Saturday, January 24, 2009

The Quiet War - Paul J. McAuley

Outer-Earth generational conflict.

I've been looking forward to something like this from McAuley for a while.

Earth is recovering from centuries of ecological and economic abuse, which involves a lot of people and hard work. Outer colonies on Jupiter and Saturn have higher technology levels, and stable populations, so, barring the need the spacesuits to walk around outside problem can be nicer places to live, if more restrictive.

People in this future are longer lived, and the older generations being capable for longer have tended to hold onto power longer. Which means the younger generations are restless and resentful. 'Grandpa, let's do something' becomes an even worse, 'Great-great-great Grandpa, let's do something!' They want to move on, go further, start colonies on other moons and worlds.

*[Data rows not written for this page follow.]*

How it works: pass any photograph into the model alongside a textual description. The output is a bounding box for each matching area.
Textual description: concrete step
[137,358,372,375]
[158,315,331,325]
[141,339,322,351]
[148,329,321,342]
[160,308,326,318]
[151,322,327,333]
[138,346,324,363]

Their conservative elders want the status quo, and long slow deliberation before anything happens - and preferably not to get into space war with Earth. Starting a war may get the youth what they want, to some degree, at least those that live through it, anyway. There are also always the Earth hawks who are happy to shoot people and blow things up, too.

The book follows several characters. A specially bred warrior boy - genetics technology is a feature, and modifying humans is commonplace - a pilot of a new type of fighter spaceship, a technician trying to get along who gets caught up in the games of her political masters and ends up moved from place to place, an Earth 'gene wizard', and the various people they interact with.

Most see conflict as inevitable, but are not exactly sure what to do. This unpredictability is a feature of this novel, not knowing what to expect. So, in style perhaps a cross between bits of Kim Stanley Robinson's Red Mars, without the lengthy self-absorption of the people involved in that planetary romance, and something a little more space opera by Charles Sheffield. In fact, there's a mention of a 'Tierra' - a habitable world outside the solar system, even though no such people appear in this particular book.

There are also other Quiet War stories, associated to various degrees for those further interested.

Certainly not a cut and dried novel, so definitely scope for more. A welcome, solidly good book.